In an era when working from home means your office chair might double as a kitchen stool and occasionally host a cat, there stands in Anniston, Alabama, a monument to lumbar support so grand it could comfortably seat a small board of directors or possibly one very indecisive king. The World’s Largest Office Chair, which in true executive fashion looms at a commanding 33 feet tall, remains an oddly majestic beacon of productivity and steel-framed pride.
This towering tribute to ergonomics was commissioned in 1981 by Miller’s Office Furniture with the stated mission of attracting customers but with the unstated benefit of confusing tourists and unnerving the occasional bird. Fashioned from 10 tons of steel and blessed with a concrete foundation sturdy enough to make most skyscrapers blush, the chair was modeled after the Style 72 Boss model, because apparently when going gigantic, one might as well go full Boss.
The chair, which has been lauded by both Guinness World Records and visiting uncles with a deep appreciation for novelty roadside attractions, once held the title of Largest Chair in the World although it gracefully ceded that particular honor in 1995 when a 60-foot rocking chair in Illinois shambled its way into record books and onto the back of an unamused flatbed truck. Still, Anniston’s towering tribute to office decor remains the largest office chair, a distinction as oddly specific as it is fiercely venerated.
The chair has seen its share of ups and downs. In 2005, misbehaving teens scaled it in a nocturnal act of horizontal rebellion, prompting the city to place a fence around it and perhaps deny future generations the joy of declaring tiny mutinies on giant furniture. Despite an evolving office culture that increasingly involves yoga balls and standing desks, the great chair remains, quietly judging our posture from above.
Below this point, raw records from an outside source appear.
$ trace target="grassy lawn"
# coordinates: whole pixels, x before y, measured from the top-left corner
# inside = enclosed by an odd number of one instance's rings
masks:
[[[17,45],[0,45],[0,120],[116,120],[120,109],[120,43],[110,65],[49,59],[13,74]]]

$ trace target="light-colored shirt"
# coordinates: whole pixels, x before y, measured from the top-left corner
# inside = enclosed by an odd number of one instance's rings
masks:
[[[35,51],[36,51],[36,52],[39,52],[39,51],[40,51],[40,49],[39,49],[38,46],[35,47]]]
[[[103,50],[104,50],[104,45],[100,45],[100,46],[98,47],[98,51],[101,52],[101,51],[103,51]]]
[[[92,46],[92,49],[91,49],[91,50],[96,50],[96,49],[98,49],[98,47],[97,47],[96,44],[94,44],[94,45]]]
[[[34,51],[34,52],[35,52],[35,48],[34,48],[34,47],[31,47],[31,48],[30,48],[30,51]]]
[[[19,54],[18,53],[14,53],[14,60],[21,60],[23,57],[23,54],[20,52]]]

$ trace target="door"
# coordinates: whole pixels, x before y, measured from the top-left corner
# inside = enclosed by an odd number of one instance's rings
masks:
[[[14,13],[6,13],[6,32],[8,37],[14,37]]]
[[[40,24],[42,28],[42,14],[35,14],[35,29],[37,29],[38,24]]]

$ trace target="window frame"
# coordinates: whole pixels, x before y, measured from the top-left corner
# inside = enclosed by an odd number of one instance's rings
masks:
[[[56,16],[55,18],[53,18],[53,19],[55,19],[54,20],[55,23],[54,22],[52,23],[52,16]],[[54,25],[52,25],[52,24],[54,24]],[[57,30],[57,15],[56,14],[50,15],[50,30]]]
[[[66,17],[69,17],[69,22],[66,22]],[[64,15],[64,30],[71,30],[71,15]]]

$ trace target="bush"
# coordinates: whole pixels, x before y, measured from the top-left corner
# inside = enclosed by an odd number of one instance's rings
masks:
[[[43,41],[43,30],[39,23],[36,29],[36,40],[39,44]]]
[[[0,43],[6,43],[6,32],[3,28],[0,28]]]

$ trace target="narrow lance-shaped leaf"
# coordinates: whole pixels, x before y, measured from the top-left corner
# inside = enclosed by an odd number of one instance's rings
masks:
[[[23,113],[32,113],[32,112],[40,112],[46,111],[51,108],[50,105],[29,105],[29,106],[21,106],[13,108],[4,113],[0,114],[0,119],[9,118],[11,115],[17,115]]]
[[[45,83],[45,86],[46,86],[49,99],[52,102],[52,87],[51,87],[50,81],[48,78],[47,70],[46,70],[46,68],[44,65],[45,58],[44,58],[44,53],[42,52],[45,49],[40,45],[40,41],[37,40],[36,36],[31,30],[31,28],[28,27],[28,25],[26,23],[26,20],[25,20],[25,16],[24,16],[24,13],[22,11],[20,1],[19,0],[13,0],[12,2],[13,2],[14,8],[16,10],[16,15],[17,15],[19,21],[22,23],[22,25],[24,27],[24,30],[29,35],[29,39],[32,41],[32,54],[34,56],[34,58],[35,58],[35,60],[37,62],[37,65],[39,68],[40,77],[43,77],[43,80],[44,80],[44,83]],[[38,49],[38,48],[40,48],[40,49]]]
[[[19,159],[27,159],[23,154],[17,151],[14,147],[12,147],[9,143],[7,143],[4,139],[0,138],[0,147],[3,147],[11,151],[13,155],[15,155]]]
“It might not be the biggest chair anymore,” one local said, “but it’s definitely the chairiest.”
In the end, while it cannot roll or recline or offer lumbar support, it does stand tall as a reminder that sometimes, to really make a statement, you just need to bolt a 10-ton metaphor to the sidewalk.
A chair fit for a king, provided he enjoys paperwork and has legs that extend 12 feet below sea level.